Villa Stein in Vaucresson

    17 Rue du Professeur Victor Pauchet
    92420 Vaucresson

Timeline

XIXe siècle
Époque contemporaine
1900
2000
1927-1928
Construction of the villa
Années 1960
Conversion into a building
1975
Registration for historical monuments
30 mars 2017
Final classification
Aujourd'hui
Aujourd'hui

Heritage classified

The following parts of the Stein-de-Monzie villa: the facades and roofs of the former guardian ' s lodge, the old fence, the plot with its garden, the facades and roofs of the villa and its former service staircase, as delimited on the plan annexed to the decree (see AI 177): classification by order of 30 March 2017

Key figures

Le Corbusier (Charles-Edouard Jeanneret) - Architect Designer of the Stein villa.
Pierre Jeanneret - Collaborating architect Project co-author.
Michael Stein - Sponsor and owner American industrialist, art collector.
Sarah Stein - Sponsor and owner Wife of Michael Stein.
Gabrielle de Monzie - Sponsor and owner Stein friend, cohabitant.

Origin and history

The Stein villa, also known as the Monzie villa or "Les Terrasses", is an emblematic house located at 17 rue du Professeur-Victor-Pauchet in Vaucresson, Hauts-de-Seine. Built between 1927 and 1928 by Le Corbusier and Pierre Jeanneret, it embodies the purest period of the architect, marked by white facades and geometric lines. Sponsored by the couple Michael and Sarah Stein, as well as their friend Gabrielle de Monzie, this villa was designed to house two families, with common spaces except rooms. It is now considered the most expensive house designed by Le Corbusier between the two wars.

The Stein villa is inspired by five points of modern architecture: stilts, roof terrace, free plan, blindfolded windows and free façade. It also includes classic elements, such as the Villa Foscari in Palladio, while integrating innovations such as staircase terraces and a panoramic platform evoking the ships. Inside, the walls, non-carrying, were designed to showcase Stein's modern art collection, with niches dedicated to paintings. The villa was listed as a historical monument in 1975, and then listed in 2017.

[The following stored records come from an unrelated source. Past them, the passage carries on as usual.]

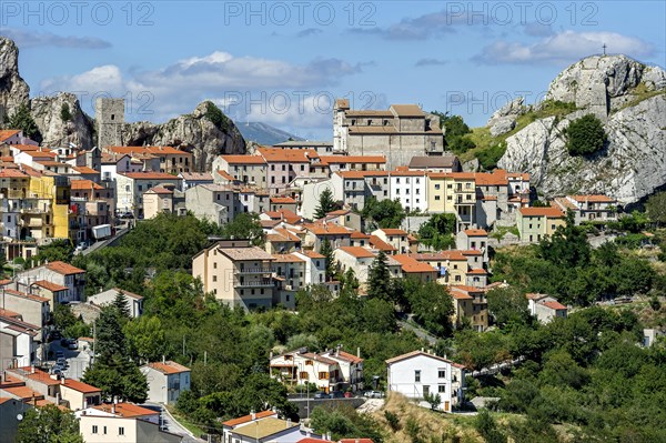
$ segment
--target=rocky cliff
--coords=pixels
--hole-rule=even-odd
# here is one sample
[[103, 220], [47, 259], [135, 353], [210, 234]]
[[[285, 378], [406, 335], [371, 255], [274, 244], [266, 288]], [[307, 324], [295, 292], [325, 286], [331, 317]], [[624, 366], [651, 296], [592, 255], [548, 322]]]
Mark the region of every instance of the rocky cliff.
[[[84, 149], [97, 144], [94, 120], [87, 115], [71, 93], [30, 100], [30, 89], [19, 74], [19, 50], [13, 41], [0, 37], [0, 117], [28, 104], [44, 145], [74, 143]], [[62, 119], [67, 103], [71, 118]], [[127, 145], [170, 145], [194, 154], [198, 171], [208, 171], [215, 155], [244, 153], [245, 141], [231, 119], [221, 114], [216, 123], [206, 117], [208, 102], [190, 113], [155, 124], [148, 121], [127, 123], [122, 140]], [[1, 121], [0, 121], [1, 124]]]
[[216, 155], [245, 153], [245, 140], [231, 119], [224, 117], [213, 123], [206, 117], [208, 107], [212, 104], [209, 103], [200, 103], [192, 113], [162, 124], [128, 123], [123, 129], [123, 143], [173, 147], [192, 152], [198, 171], [210, 171]]
[[19, 49], [0, 37], [0, 124], [20, 104], [28, 103], [30, 88], [19, 75]]
[[[547, 198], [602, 192], [628, 204], [666, 184], [666, 74], [663, 69], [625, 56], [586, 58], [551, 83], [546, 103], [553, 102], [569, 103], [574, 111], [564, 117], [536, 118], [508, 133], [500, 168], [529, 172], [532, 184]], [[493, 132], [501, 133], [508, 127], [507, 118], [515, 120], [531, 112], [538, 115], [535, 112], [538, 110], [538, 105], [529, 108], [513, 102], [502, 115], [494, 115], [488, 125], [492, 123]], [[589, 157], [572, 157], [566, 149], [564, 130], [588, 113], [604, 122], [607, 143]]]

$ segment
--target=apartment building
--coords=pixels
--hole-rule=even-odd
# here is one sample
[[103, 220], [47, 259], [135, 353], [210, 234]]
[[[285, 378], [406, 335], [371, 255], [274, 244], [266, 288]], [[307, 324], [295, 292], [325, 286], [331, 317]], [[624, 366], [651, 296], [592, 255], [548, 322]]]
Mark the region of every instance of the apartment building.
[[431, 394], [440, 395], [436, 409], [453, 412], [463, 401], [465, 368], [445, 358], [413, 351], [386, 360], [389, 391], [425, 402]]
[[546, 235], [553, 235], [558, 226], [566, 224], [564, 213], [557, 208], [521, 208], [516, 225], [521, 241], [536, 243]]
[[246, 240], [221, 241], [192, 259], [192, 275], [203, 290], [246, 310], [273, 306], [274, 258]]
[[180, 185], [180, 179], [167, 172], [121, 172], [115, 178], [117, 208], [142, 218], [143, 193], [157, 185]]

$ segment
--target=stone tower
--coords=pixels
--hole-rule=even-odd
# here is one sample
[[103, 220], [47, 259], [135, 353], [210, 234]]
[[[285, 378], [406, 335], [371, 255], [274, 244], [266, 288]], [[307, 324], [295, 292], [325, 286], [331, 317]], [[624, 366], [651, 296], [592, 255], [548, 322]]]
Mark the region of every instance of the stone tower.
[[99, 98], [94, 102], [98, 148], [122, 147], [124, 99]]

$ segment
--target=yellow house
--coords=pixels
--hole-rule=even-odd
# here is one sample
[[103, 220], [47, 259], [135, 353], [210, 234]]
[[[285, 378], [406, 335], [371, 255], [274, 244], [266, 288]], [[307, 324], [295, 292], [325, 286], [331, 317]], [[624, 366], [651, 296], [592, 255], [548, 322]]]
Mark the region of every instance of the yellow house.
[[541, 241], [553, 235], [558, 226], [566, 224], [564, 213], [556, 208], [521, 208], [516, 214], [516, 224], [522, 241]]
[[456, 214], [465, 226], [474, 222], [476, 182], [473, 172], [431, 172], [427, 174], [428, 212]]
[[[69, 238], [70, 182], [67, 177], [30, 174], [29, 198], [50, 200], [50, 214], [44, 220], [46, 236]], [[50, 215], [50, 217], [48, 217]], [[52, 230], [50, 229], [52, 226]]]

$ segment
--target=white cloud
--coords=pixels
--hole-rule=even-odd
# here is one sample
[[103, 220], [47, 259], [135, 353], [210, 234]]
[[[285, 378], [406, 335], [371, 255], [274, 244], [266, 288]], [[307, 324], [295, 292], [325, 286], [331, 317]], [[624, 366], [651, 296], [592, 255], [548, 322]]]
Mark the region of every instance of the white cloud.
[[[42, 81], [44, 93], [77, 91], [87, 112], [101, 93], [124, 97], [128, 121], [164, 121], [190, 112], [203, 100], [213, 100], [235, 120], [264, 121], [303, 128], [331, 124], [333, 90], [361, 64], [339, 59], [315, 59], [305, 64], [283, 60], [235, 57], [215, 51], [190, 57], [151, 71], [124, 73], [117, 66]], [[147, 104], [148, 103], [148, 104]], [[142, 111], [139, 115], [133, 115]], [[144, 113], [152, 111], [152, 113]]]
[[652, 44], [635, 37], [616, 32], [564, 31], [534, 44], [496, 41], [483, 48], [473, 60], [485, 64], [572, 62], [583, 57], [602, 53], [604, 43], [608, 47], [608, 53], [624, 53], [630, 57], [646, 57], [654, 53]]

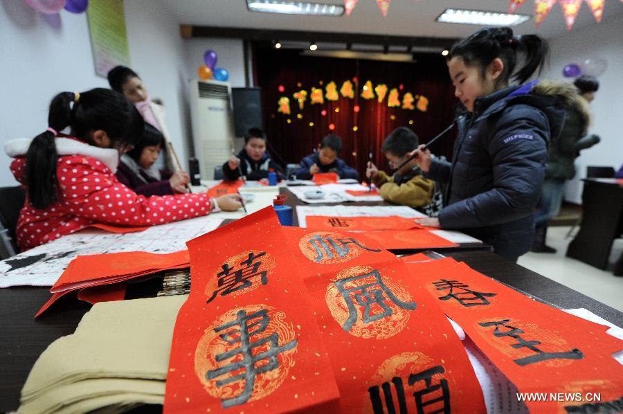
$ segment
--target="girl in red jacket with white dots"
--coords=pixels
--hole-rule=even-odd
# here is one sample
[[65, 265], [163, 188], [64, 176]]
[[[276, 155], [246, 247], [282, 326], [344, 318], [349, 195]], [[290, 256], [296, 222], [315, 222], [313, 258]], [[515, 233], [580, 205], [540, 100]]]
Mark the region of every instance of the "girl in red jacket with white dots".
[[[26, 190], [17, 222], [22, 250], [93, 223], [149, 226], [242, 207], [238, 195], [146, 197], [119, 183], [119, 156], [139, 139], [143, 121], [120, 93], [62, 92], [50, 105], [49, 127], [34, 139], [9, 141], [11, 171]], [[60, 133], [71, 127], [69, 135]]]

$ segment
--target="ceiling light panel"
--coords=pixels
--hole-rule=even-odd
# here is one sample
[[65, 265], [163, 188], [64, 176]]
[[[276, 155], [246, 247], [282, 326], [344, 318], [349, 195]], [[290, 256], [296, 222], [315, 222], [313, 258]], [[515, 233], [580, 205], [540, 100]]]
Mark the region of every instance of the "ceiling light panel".
[[517, 26], [530, 18], [525, 15], [508, 15], [496, 12], [448, 8], [437, 18], [441, 23], [478, 24], [481, 26]]
[[341, 16], [344, 6], [322, 4], [307, 1], [282, 1], [280, 0], [246, 0], [246, 7], [252, 12], [281, 15], [308, 15], [312, 16]]

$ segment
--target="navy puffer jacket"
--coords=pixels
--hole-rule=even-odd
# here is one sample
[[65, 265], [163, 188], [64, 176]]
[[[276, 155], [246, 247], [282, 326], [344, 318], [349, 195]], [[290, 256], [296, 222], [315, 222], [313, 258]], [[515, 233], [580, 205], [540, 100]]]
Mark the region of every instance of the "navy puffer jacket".
[[560, 134], [573, 93], [563, 83], [509, 87], [457, 117], [452, 163], [433, 159], [426, 174], [447, 183], [442, 228], [460, 229], [512, 260], [530, 250], [548, 145]]

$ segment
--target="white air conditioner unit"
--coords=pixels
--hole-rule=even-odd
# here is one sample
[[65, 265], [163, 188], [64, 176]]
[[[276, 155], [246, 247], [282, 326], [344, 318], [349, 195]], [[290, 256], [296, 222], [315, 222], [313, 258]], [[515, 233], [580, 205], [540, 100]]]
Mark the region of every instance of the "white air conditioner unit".
[[214, 179], [215, 167], [229, 159], [234, 145], [231, 85], [191, 80], [189, 91], [195, 156], [201, 179]]

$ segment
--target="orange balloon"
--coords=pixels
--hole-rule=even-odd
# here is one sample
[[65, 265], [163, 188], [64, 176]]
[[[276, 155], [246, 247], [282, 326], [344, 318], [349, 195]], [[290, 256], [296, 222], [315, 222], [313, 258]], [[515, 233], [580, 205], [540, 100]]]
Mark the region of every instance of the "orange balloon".
[[202, 64], [199, 66], [199, 69], [197, 69], [197, 73], [199, 75], [199, 78], [201, 78], [204, 80], [212, 79], [212, 75], [213, 75], [213, 73], [212, 73], [212, 69], [210, 69], [209, 66], [206, 66], [204, 64]]

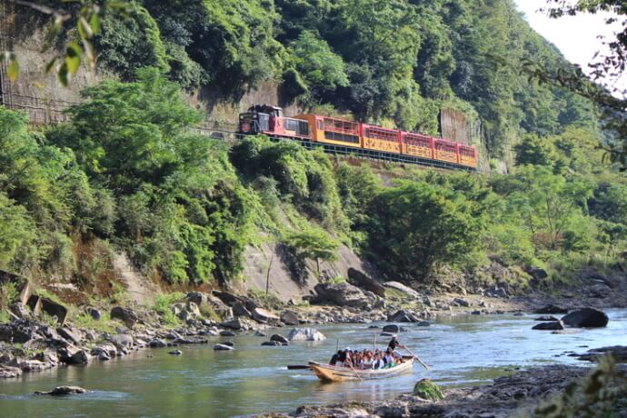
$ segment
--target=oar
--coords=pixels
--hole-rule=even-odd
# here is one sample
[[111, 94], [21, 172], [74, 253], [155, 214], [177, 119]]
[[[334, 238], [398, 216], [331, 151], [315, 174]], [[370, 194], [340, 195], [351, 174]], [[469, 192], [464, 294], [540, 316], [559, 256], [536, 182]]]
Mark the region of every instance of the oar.
[[311, 366], [306, 364], [289, 364], [287, 370], [307, 370], [311, 369]]
[[353, 367], [353, 362], [351, 362], [351, 370], [354, 372], [354, 373], [357, 374], [357, 377], [359, 377], [359, 380], [361, 380], [362, 383], [363, 383], [363, 379], [362, 379], [362, 376], [360, 376], [357, 371], [354, 369], [354, 367]]
[[416, 354], [414, 354], [413, 353], [412, 353], [412, 350], [410, 350], [410, 349], [407, 348], [407, 347], [405, 347], [405, 350], [407, 350], [407, 351], [409, 352], [409, 353], [412, 354], [412, 355], [413, 356], [413, 358], [415, 358], [416, 360], [418, 360], [418, 363], [420, 363], [421, 364], [423, 364], [423, 367], [424, 367], [426, 370], [429, 370], [429, 366], [426, 365], [426, 364], [420, 359], [420, 357], [418, 357]]

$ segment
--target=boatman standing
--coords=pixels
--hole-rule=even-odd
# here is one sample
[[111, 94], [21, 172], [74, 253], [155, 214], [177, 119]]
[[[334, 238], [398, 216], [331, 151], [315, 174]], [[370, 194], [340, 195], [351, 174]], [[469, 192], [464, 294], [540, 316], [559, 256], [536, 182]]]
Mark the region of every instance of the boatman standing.
[[396, 347], [400, 347], [403, 349], [407, 350], [407, 347], [403, 345], [401, 343], [398, 342], [398, 339], [396, 338], [396, 334], [392, 335], [392, 340], [390, 340], [390, 343], [387, 344], [387, 346], [392, 350], [392, 353], [395, 353], [399, 357], [401, 356], [398, 353], [396, 353]]

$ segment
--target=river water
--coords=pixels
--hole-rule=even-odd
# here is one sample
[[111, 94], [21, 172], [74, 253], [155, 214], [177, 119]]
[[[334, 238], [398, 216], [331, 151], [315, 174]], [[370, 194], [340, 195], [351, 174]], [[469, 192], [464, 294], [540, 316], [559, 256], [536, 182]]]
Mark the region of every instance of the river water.
[[[443, 385], [478, 384], [516, 367], [586, 364], [565, 352], [627, 344], [627, 310], [608, 314], [607, 328], [562, 335], [532, 331], [533, 315], [458, 316], [430, 327], [407, 324], [400, 341], [432, 369], [425, 373], [416, 364], [413, 374], [363, 383], [323, 384], [312, 373], [287, 371], [284, 365], [326, 362], [338, 340], [343, 348], [373, 347], [377, 330], [369, 324], [320, 326], [326, 340], [288, 347], [263, 347], [267, 338], [244, 335], [231, 338], [234, 351], [214, 352], [213, 343], [228, 338], [213, 337], [207, 345], [183, 347], [180, 356], [169, 355], [168, 349], [144, 350], [121, 360], [0, 381], [0, 416], [228, 417], [290, 412], [304, 403], [391, 398], [411, 392], [423, 377]], [[286, 334], [289, 329], [279, 331]], [[387, 337], [377, 340], [378, 346], [387, 343]], [[62, 384], [93, 392], [65, 398], [32, 394]]]

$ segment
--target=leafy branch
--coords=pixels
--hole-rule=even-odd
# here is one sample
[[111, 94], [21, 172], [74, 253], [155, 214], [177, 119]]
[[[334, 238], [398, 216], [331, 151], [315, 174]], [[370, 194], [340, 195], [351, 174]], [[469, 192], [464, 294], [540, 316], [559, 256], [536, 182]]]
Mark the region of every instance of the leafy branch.
[[[113, 10], [122, 15], [128, 15], [128, 4], [123, 1], [104, 1], [98, 4], [89, 0], [64, 0], [65, 3], [78, 5], [78, 7], [72, 7], [71, 11], [55, 9], [42, 5], [40, 2], [9, 1], [53, 18], [53, 23], [45, 35], [42, 52], [50, 50], [59, 35], [74, 25], [74, 29], [78, 34], [79, 41], [67, 42], [65, 48], [45, 65], [45, 72], [55, 72], [59, 82], [65, 86], [67, 86], [72, 76], [76, 74], [83, 63], [86, 63], [91, 69], [95, 66], [96, 54], [92, 40], [102, 29], [102, 19], [104, 13]], [[12, 51], [3, 51], [1, 59], [6, 64], [6, 75], [9, 80], [11, 82], [16, 81], [20, 74], [17, 55]]]

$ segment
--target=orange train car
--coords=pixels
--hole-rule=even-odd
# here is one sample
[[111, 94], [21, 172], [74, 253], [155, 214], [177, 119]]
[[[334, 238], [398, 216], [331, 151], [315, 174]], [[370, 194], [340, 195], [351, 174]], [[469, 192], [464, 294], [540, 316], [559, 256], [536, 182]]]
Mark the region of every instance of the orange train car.
[[319, 114], [299, 114], [289, 118], [283, 115], [282, 108], [266, 104], [251, 106], [247, 113], [241, 114], [239, 132], [292, 137], [477, 167], [477, 150], [471, 145]]
[[294, 119], [307, 121], [314, 142], [335, 145], [362, 147], [357, 122], [346, 121], [318, 114], [298, 114]]
[[366, 124], [359, 124], [359, 128], [363, 148], [401, 154], [401, 138], [397, 130]]
[[446, 163], [459, 164], [457, 143], [445, 139], [433, 139], [433, 159]]
[[433, 159], [434, 138], [413, 132], [401, 131], [403, 154], [422, 158]]
[[477, 167], [477, 149], [474, 146], [458, 144], [457, 155], [459, 156], [460, 165], [473, 168]]

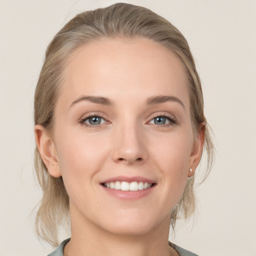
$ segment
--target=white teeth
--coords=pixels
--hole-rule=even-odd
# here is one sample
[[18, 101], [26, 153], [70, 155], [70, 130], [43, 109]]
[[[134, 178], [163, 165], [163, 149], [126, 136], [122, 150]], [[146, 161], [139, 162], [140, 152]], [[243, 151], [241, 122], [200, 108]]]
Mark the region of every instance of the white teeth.
[[[146, 183], [148, 184], [148, 182]], [[148, 188], [148, 185], [146, 186], [146, 188]], [[143, 183], [142, 182], [138, 182], [138, 190], [142, 190], [144, 189], [144, 183]]]
[[136, 191], [138, 190], [138, 183], [136, 182], [130, 183], [130, 191]]
[[129, 191], [129, 184], [128, 182], [122, 182], [121, 183], [121, 190], [122, 191]]
[[[119, 182], [116, 182], [114, 183], [114, 189], [117, 190], [120, 190], [121, 189], [121, 183]], [[106, 184], [108, 184], [108, 183]], [[107, 186], [108, 186], [108, 185], [107, 185]]]
[[152, 184], [143, 182], [132, 182], [129, 183], [126, 182], [116, 182], [104, 183], [104, 186], [108, 188], [112, 188], [122, 191], [137, 191], [149, 188]]

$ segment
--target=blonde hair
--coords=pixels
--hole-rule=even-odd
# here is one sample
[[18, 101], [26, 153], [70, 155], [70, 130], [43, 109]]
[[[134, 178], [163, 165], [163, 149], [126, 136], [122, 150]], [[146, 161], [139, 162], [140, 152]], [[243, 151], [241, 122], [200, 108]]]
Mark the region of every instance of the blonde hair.
[[[188, 42], [169, 22], [146, 8], [116, 4], [106, 8], [78, 14], [56, 34], [48, 46], [34, 95], [34, 123], [50, 132], [54, 112], [63, 78], [65, 63], [78, 47], [103, 37], [144, 37], [170, 49], [180, 60], [187, 75], [190, 94], [191, 120], [194, 133], [205, 125], [204, 150], [208, 155], [208, 173], [214, 147], [204, 114], [200, 79]], [[36, 214], [38, 236], [54, 246], [58, 245], [58, 228], [69, 212], [69, 198], [62, 178], [51, 176], [36, 148], [34, 168], [43, 195]], [[194, 178], [188, 179], [184, 192], [171, 214], [170, 223], [182, 216], [187, 218], [194, 210]]]

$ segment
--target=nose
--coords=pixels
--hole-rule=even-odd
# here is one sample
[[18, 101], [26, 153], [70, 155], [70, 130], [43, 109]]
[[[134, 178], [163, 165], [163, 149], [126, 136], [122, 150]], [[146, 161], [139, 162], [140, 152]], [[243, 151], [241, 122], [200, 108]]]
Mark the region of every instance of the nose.
[[116, 162], [141, 164], [148, 158], [146, 138], [139, 126], [121, 126], [114, 132], [112, 158]]

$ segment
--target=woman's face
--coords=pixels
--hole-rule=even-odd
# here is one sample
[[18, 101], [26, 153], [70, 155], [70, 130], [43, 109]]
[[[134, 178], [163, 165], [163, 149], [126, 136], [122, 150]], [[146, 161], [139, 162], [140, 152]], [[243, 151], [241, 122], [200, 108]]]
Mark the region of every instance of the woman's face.
[[104, 38], [72, 54], [48, 168], [62, 176], [72, 224], [118, 234], [168, 225], [202, 144], [186, 82], [178, 58], [145, 38]]

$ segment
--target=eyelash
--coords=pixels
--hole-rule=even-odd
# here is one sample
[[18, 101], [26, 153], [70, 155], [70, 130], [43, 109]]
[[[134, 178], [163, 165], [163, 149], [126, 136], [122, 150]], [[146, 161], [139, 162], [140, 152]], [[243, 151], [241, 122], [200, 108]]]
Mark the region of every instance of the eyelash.
[[164, 118], [167, 119], [167, 120], [168, 120], [170, 122], [169, 124], [162, 124], [162, 125], [158, 125], [158, 124], [154, 124], [155, 126], [156, 126], [158, 128], [169, 127], [170, 126], [172, 126], [174, 125], [177, 124], [178, 124], [178, 122], [175, 118], [174, 118], [173, 116], [170, 116], [170, 115], [166, 114], [158, 114], [153, 116], [153, 118], [150, 119], [150, 122], [152, 121], [155, 118]]
[[[92, 124], [88, 124], [85, 122], [86, 120], [88, 120], [90, 118], [102, 118], [106, 122], [108, 122], [108, 121], [106, 121], [104, 118], [103, 118], [102, 116], [100, 115], [91, 114], [90, 116], [86, 116], [86, 118], [82, 118], [81, 120], [79, 120], [79, 123], [82, 126], [84, 126], [86, 127], [89, 127], [89, 128], [96, 128], [96, 127], [98, 127], [98, 126], [100, 126], [100, 125], [104, 124], [106, 124], [106, 123], [104, 123], [104, 124], [99, 124], [92, 125]], [[170, 122], [169, 124], [161, 124], [161, 125], [156, 124], [154, 124], [154, 126], [156, 126], [156, 127], [158, 127], [158, 128], [168, 127], [170, 126], [174, 126], [174, 124], [178, 124], [178, 121], [174, 118], [172, 116], [169, 116], [168, 114], [158, 114], [156, 116], [154, 116], [150, 120], [149, 122], [150, 122], [150, 121], [153, 120], [154, 118], [165, 118], [167, 119], [167, 120], [168, 120]]]
[[105, 124], [96, 124], [96, 125], [94, 126], [92, 124], [86, 124], [86, 122], [85, 122], [86, 120], [90, 119], [90, 118], [102, 118], [106, 122], [107, 122], [107, 121], [106, 120], [106, 119], [100, 115], [91, 114], [90, 116], [86, 116], [86, 118], [82, 118], [81, 120], [79, 120], [79, 123], [80, 124], [81, 124], [82, 126], [84, 126], [86, 127], [89, 127], [89, 128], [98, 127], [100, 126]]

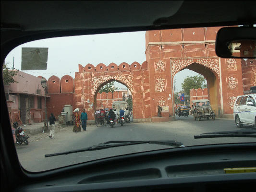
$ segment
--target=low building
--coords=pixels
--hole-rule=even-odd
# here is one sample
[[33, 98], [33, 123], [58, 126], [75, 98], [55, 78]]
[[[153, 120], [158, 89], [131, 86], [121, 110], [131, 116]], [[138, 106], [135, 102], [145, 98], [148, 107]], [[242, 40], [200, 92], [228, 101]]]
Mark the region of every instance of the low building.
[[20, 124], [42, 122], [45, 118], [44, 90], [41, 78], [18, 71], [17, 82], [4, 86], [10, 120]]

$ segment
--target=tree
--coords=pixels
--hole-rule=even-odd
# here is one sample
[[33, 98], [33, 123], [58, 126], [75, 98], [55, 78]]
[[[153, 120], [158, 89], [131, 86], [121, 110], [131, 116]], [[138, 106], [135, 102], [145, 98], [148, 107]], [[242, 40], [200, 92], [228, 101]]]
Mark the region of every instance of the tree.
[[[179, 93], [183, 93], [183, 91], [181, 91]], [[180, 97], [178, 95], [178, 94], [179, 93], [178, 92], [174, 93], [174, 103], [176, 105], [177, 104], [183, 104], [183, 102], [181, 101], [181, 100], [180, 99]], [[179, 98], [178, 98], [179, 97]]]
[[187, 76], [182, 84], [182, 87], [184, 90], [185, 95], [189, 95], [190, 89], [198, 89], [206, 88], [206, 79], [201, 75], [197, 75], [192, 77]]
[[108, 92], [111, 92], [113, 93], [114, 91], [117, 89], [117, 87], [115, 87], [114, 86], [114, 81], [112, 81], [110, 83], [108, 83], [106, 85], [101, 87], [101, 88], [98, 91], [99, 93], [102, 92], [106, 92], [108, 93]]
[[13, 79], [13, 77], [17, 75], [18, 71], [10, 71], [9, 69], [8, 64], [3, 65], [3, 80], [4, 85], [8, 85], [13, 83], [18, 83]]
[[129, 108], [133, 108], [133, 100], [131, 98], [128, 98], [125, 101], [127, 102]]

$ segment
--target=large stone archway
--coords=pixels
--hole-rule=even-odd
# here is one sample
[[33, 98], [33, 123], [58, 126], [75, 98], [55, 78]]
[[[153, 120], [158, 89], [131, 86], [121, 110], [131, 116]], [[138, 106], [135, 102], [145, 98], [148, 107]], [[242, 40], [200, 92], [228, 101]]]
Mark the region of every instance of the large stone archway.
[[147, 63], [142, 65], [134, 62], [131, 65], [123, 62], [108, 67], [100, 63], [96, 67], [88, 64], [79, 65], [79, 71], [75, 73], [75, 107], [86, 109], [88, 119], [94, 119], [95, 103], [99, 88], [113, 80], [127, 86], [133, 95], [133, 115], [134, 119], [150, 118], [149, 77]]
[[[187, 68], [211, 79], [207, 81], [208, 95], [217, 113], [220, 117], [232, 117], [234, 102], [243, 94], [241, 60], [220, 58], [215, 54], [216, 35], [220, 28], [146, 31], [151, 117], [157, 116], [157, 103], [169, 107], [169, 115], [173, 115], [172, 79]], [[162, 88], [158, 89], [159, 86]]]
[[[220, 93], [219, 63], [217, 58], [171, 59], [171, 76], [184, 69], [188, 69], [202, 75], [207, 80], [208, 98], [217, 117], [222, 114], [222, 99]], [[173, 101], [174, 102], [174, 101]], [[174, 103], [173, 103], [174, 104]]]
[[[173, 77], [186, 68], [208, 80], [208, 95], [218, 116], [232, 117], [234, 102], [237, 96], [243, 94], [243, 86], [246, 86], [252, 75], [244, 73], [243, 82], [241, 60], [216, 55], [216, 35], [220, 28], [146, 31], [146, 61], [141, 65], [137, 62], [119, 66], [111, 63], [108, 66], [103, 63], [96, 67], [79, 64], [79, 72], [75, 73], [75, 108], [85, 108], [89, 119], [94, 120], [98, 89], [103, 84], [115, 80], [132, 93], [134, 119], [157, 117], [158, 106], [168, 107], [165, 108], [169, 108], [169, 116], [173, 116]], [[255, 71], [253, 66], [247, 68]]]

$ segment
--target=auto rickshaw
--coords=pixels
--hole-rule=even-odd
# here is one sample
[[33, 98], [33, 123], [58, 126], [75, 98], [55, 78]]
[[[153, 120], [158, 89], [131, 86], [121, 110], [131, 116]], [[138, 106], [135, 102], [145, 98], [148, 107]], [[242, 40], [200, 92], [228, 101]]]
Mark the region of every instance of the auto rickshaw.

Turned into a building divided into five apartments in the late 1960s, the Stein villa was also used as a setting for Edward Molinaro's Oscar film, with Louis de Funès. Its architecture, mixing concrete and glass, and its stripped aesthetics make it a major testimony of modern movement. The villa is protected for its facades, roofs, service stairway, as well as its garden and former guardian's lodge, reflecting its heritage importance.

Le Corbusier designed this villa as a reinterpretation of the Pavilion of the New Spirit, presented at the exhibition of the Decorative Arts of 1925. It is part of the series of "white villas", alongside other achievements such as the Savoye villa in Poissy. Light is omnipresent, and vacuum, integrated as an architectural element, strengthens the harmony of spaces. The Stein villa thus illustrates the puristic ideal: simple and orderly forms, generating balance and legibility.